Lagarde spreche in ihrer Funktion als frühere französische Finanzministerin, meinen Kritiker. Mit dem neuen „laissez-faire“ Stil verprelle sie viele Schwellenländer, die unter Aufsicht des IWF harsche Reformen durchgeführt haben, um heute wettbewerbsfähig zu sein. Die Französin kritisiert inzwischen Länder mit Handelsbilanzüberschüssen wie Deutschland, die Schweiz und Schweden stärker als Spanien, das sich ein unbezahlbares Sozialstaats-Modell auf Pump leistet.

Paradigmenwechsel

Die fleißigen Exportnationen trügen zu der Bildung von globalen Ungleichgewichten bei. Bundesbankchef Jens Weidmann stellte daraufhin fest, dass sich Deutschlands Leistungsbilanzüberschuss seit 2007 halbiert hat. Die Franzosen haben offenbar eine Abmachung mit den Amerikaner getroffen, ohne die beim Weltwährungsfonds gar nichts geht. Lagarde gibt exportstarken Ländern die Schuld an der Krise, was im Interesse der USA ist. Im Gegenzug darf sie hilfebedürftigen Ländern gegen milde Bedingungen Geld geben.

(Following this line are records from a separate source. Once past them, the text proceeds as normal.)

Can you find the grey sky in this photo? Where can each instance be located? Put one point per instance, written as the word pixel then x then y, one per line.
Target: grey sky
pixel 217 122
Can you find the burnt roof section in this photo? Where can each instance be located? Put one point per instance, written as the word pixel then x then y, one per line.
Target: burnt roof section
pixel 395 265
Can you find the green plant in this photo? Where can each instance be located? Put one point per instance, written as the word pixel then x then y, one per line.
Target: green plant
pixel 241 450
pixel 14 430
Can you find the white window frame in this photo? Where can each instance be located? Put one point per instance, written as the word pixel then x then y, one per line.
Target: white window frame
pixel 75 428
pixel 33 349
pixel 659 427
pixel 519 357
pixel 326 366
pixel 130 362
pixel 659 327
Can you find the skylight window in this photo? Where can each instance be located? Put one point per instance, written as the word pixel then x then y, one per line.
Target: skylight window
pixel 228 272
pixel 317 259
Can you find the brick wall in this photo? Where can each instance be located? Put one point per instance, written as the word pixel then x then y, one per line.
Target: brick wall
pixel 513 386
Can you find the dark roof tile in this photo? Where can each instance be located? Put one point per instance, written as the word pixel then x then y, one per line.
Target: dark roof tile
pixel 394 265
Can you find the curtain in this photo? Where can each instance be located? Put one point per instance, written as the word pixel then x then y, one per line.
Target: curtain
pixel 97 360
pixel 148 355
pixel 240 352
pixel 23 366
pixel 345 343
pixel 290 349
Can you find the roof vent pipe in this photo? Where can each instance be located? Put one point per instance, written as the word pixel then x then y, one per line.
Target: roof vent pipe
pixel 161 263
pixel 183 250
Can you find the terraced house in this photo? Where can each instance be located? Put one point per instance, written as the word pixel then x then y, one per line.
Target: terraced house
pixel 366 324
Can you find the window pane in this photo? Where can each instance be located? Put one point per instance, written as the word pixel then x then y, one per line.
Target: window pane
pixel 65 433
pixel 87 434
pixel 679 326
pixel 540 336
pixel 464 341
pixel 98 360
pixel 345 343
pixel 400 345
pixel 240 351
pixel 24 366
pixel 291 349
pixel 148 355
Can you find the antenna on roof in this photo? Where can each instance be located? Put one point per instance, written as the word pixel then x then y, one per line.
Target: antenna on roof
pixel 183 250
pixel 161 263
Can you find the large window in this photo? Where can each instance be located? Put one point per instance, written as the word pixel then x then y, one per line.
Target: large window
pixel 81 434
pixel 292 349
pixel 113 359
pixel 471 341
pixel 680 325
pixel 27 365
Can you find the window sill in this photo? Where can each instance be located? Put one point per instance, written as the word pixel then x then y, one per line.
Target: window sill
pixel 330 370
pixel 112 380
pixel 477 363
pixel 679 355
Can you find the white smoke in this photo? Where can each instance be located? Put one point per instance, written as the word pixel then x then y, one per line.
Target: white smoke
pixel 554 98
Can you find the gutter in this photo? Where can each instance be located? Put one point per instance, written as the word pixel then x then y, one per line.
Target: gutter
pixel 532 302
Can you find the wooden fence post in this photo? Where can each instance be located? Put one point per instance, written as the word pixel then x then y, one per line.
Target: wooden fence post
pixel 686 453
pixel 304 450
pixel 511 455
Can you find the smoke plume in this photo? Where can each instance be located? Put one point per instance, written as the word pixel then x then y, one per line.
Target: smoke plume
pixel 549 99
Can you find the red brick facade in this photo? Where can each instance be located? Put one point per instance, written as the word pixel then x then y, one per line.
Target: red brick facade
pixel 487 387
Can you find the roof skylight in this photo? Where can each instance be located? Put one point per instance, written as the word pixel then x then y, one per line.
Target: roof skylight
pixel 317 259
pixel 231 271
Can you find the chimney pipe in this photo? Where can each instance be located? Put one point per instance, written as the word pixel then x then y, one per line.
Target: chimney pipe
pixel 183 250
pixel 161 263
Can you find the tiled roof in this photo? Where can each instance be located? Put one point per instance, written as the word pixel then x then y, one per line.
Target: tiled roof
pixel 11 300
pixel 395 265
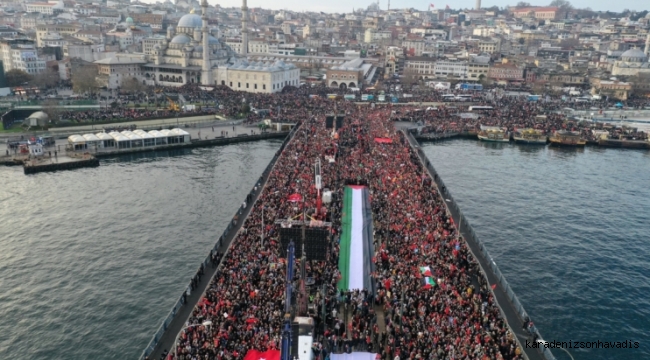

Lagarde wird zusammen mit ihrem Landsmann Olivier Blanchard, dem IWF-Chefvolkswirt, wahrscheinlich etwas schaffen, was zuvor noch nie passiert ist. Der Weltwährungsfonds wird in Griechenland mit großer Wahrscheinlichkeit zum ersten Mal in seiner Geschichte Geld verlieren. Als „Dumme“ können sich wiederum die Schwellenländer fühlen, die gerade dabei sind den IWF mit neuen Mitteln auszustatten. Auch Deutschland dürfte sich veralbert vorkommen, weil es die Hauptlast der Euro-Rettung trägt und als größtes europäischer IWF-Anteilseigner ansehen muss, wie Lagarde das Geld zum Fenster raus schmeißt.

Nazi-Karneval

Unterstützt werden die Deutschen von den Briten. Großbritanniens Finanzminister George Osborne sagte in Tokio, dass sich zu viele westliche Länder den Herausforderungen nicht stellten. In der britischen Öffentlichkeit gab es bereits einen großen Streit darüber, dem IWF neue Mittel zu überweisen. Die Briten möchte unter keinen Umständen in die die südeuropäische Misere hineingezogen werden, weil sie sich nahezu sicher sind, dass sie ausgeliehenes Geld niemals zurückbekommen werden würden.

Als es vor zwei Jahren darum ging Irland zu helfen, beteiligte sich die britische Regierung mit bilateralen Krediten. Irland ist bei der Bewältigung des Reformprogramms am erfolgreichsten und benötigt keine "Lagardsche Fristverlängerung". Während in Südeuropa Menschen mit Nazi-Symbolen gesponsert vom IWF Karneval feiern, kehren die Iren auf den Wachstumspfad zurück.